Mice with smooth muscle (SM)-specific knockout of Na⁺/Ca ²⁺ exchanger type-1 (NCX1^SM-/-) and the NCX inhibitor, SEA0400, were used to study the physiological role of NCX1 in mouse mesenteric arteries. NCX1 protein expression was greatly reduced in arteries from NCX1 ^SM-/- mice generated with Cre recombinase. Mean blood pressure (BP) was 6-10 mmHg lower in NCX1^SM-/- mice than in wild-type (WT) controls. Vasoconstriction was studied in isolated, pressurized mesenteric small arteries from WT and NCX1^SM-/- mice and in heterozygotes with a global null mutation (NCX1^Fx/-). Reduced NCX1 activity was manifested by a marked attenuation of responses to low extracellular Na⁺ concentration, nanomolar ouabain, and SEA0400. Myogenic tone (MT, 70 mmHg) was reduced by ∼15% in NCX1^SM-/- arteries and, to a similar extent, by SEA0400 in WT arteries. MT was normal in arteries from NCX1^Fx/- mice, which had normal BP. Vasoconstrictions to phenylephrine and elevated extracellular K⁺ concentration were significantly reduced in NCX1^SM-/- arteries. Because a high extracellular K⁺ concentration-induced vasoconstriction involves the activation of L-type voltage-gated Ca²⁺ channels (LVGCs), we measured LVGC-mediated currents and Ca²⁺ sparklets in isolated mesenteric artery myocytes. Both the currents and the sparklets were significantly reduced in NCX1 ^SM-/- (vs. WT or NCX1^Fx/-) myocytes, but the voltage-dependent inactivation of LVGCs was not augmented.
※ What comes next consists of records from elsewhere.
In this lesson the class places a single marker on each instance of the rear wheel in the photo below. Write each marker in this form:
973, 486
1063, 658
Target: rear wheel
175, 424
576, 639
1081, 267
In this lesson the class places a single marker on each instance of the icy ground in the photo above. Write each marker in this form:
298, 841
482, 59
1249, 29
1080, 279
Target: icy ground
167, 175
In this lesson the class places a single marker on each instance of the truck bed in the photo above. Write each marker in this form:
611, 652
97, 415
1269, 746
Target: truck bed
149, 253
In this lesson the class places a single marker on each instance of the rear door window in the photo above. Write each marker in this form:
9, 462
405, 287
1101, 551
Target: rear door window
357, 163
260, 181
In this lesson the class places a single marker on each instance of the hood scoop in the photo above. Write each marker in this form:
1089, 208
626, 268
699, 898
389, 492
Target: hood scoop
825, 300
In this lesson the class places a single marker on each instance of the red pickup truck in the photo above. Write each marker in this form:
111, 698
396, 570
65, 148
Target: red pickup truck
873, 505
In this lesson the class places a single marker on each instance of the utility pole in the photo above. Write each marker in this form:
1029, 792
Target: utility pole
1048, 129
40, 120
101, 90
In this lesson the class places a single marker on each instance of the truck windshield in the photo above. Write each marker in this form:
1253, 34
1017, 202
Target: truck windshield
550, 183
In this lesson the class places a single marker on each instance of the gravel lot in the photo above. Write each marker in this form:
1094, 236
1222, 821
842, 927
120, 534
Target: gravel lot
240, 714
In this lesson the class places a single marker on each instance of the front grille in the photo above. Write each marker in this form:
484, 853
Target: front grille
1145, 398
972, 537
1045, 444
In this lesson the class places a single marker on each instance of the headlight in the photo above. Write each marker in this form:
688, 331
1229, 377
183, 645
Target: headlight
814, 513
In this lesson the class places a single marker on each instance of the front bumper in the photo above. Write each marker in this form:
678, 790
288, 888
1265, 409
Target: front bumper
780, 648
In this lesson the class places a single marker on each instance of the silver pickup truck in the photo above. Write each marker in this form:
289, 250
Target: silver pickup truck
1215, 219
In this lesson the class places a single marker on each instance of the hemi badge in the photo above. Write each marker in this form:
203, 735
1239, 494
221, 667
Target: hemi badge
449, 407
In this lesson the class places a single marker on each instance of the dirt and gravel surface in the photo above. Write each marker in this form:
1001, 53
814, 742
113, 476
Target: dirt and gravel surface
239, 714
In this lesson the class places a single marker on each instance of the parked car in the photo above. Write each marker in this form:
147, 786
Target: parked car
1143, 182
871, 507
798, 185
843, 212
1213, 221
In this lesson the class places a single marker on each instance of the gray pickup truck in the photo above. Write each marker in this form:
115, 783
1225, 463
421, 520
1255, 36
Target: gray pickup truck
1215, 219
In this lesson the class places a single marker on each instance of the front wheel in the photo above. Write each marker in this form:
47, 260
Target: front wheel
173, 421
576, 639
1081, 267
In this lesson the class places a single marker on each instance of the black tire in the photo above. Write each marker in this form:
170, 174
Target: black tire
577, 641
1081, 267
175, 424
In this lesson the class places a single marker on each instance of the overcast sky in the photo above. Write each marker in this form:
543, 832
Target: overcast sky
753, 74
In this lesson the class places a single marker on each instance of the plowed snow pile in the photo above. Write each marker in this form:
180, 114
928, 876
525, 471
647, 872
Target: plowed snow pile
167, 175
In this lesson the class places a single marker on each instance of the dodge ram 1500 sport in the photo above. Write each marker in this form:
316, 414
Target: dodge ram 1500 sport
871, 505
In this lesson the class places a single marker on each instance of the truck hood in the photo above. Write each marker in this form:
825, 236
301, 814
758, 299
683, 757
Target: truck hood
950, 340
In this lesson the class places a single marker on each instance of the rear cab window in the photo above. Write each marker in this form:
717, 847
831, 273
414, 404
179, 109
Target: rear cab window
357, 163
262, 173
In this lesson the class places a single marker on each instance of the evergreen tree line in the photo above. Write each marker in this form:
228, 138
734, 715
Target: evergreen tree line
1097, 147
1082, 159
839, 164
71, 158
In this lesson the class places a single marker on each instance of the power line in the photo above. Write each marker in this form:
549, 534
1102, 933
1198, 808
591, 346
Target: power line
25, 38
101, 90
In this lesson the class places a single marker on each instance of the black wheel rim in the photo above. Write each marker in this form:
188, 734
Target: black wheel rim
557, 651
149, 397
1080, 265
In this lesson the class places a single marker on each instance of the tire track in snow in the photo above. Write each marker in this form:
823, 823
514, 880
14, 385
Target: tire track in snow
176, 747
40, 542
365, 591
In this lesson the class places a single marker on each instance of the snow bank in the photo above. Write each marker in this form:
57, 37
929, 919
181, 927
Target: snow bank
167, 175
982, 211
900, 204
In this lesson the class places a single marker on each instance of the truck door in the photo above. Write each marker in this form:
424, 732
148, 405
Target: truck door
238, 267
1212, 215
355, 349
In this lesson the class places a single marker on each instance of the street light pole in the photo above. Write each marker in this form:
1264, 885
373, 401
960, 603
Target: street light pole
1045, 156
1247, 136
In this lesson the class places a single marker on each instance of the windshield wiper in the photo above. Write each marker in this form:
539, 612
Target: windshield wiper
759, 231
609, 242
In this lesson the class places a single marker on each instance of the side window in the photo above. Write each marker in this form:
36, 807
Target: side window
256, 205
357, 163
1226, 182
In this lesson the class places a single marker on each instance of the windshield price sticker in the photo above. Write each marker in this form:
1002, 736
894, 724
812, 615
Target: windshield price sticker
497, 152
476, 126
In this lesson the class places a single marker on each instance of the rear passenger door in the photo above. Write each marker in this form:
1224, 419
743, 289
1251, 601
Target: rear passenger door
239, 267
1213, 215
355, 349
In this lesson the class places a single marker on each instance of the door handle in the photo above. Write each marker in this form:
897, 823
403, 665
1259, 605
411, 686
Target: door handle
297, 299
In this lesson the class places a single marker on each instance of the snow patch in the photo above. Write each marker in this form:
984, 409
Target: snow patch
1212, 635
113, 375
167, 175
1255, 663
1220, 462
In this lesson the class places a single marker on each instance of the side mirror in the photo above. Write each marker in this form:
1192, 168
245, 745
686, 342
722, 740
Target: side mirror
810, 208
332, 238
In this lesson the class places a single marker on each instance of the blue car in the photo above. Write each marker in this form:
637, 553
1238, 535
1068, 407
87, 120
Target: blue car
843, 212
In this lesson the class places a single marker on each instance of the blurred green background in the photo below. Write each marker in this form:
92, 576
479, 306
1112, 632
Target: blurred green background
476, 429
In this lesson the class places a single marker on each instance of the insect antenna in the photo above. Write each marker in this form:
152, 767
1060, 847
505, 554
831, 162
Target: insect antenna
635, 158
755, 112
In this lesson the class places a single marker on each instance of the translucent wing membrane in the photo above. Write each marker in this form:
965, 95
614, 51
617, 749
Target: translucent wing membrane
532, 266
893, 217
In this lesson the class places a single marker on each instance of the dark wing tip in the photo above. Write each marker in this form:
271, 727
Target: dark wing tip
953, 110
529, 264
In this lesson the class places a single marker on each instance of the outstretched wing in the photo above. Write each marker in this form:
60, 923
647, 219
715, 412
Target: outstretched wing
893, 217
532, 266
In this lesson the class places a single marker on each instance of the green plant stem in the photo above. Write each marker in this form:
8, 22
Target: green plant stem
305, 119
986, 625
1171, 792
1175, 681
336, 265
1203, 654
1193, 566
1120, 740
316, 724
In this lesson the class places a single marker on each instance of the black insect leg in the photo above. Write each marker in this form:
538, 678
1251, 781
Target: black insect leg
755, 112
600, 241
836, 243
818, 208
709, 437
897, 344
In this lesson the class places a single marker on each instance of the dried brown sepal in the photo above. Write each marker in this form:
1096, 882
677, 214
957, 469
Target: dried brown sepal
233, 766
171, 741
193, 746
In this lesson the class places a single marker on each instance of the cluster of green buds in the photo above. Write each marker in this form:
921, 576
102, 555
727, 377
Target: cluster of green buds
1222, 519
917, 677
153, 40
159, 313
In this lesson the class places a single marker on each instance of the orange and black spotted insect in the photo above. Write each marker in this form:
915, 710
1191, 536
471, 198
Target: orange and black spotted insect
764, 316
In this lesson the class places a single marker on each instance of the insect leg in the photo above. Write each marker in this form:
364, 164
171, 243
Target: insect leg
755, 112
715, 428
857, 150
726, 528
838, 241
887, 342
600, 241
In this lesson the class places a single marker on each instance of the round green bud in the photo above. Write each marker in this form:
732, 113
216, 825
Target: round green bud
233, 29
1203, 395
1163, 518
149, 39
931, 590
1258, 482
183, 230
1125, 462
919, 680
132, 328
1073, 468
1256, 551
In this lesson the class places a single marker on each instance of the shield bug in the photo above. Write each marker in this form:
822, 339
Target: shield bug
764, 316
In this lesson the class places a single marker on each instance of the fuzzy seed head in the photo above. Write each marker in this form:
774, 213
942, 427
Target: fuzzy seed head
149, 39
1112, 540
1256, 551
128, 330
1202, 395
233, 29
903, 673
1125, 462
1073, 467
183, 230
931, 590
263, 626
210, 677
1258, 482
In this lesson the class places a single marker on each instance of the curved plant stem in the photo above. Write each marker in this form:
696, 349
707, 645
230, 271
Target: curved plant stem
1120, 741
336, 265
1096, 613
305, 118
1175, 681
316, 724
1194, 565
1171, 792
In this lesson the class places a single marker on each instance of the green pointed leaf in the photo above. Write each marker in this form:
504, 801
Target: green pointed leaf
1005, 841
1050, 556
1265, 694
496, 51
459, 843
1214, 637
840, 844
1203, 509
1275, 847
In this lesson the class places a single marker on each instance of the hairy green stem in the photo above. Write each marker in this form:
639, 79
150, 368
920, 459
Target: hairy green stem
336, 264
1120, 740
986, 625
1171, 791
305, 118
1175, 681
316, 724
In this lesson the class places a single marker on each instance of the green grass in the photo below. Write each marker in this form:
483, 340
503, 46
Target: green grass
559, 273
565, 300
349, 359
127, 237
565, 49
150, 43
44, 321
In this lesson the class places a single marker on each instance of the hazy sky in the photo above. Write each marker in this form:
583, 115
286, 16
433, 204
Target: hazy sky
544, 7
An acute application of SEA0400 in WT myocytes had no effect on LVGC current. The LVGC agonist, Bay K 8644, eliminated the differences in LVGC currents and Ca²⁺ sparklets between NCX1^SM-/- and control myocytes, suggesting that LVGC expression was normal in NCX1^SM-/- myocytes. Bay K 8644 did not, however, eliminate the difference in myogenic constriction between WT and NCX1^SM-/- arteries. We conclude that, under physiological conditions, NCX1-mediated Ca²⁺ entry contributes significantly to the maintenance of MT. In NCX1^SM-/- mouse artery myocytes, the reduced Ca²⁺ entry via NCX1 may lower cytosolic Ca²⁺ concentration and thereby reduce MT and BP. The reduced LVGC activity may be the consequence of a low cytosolic Ca²⁺ concentration.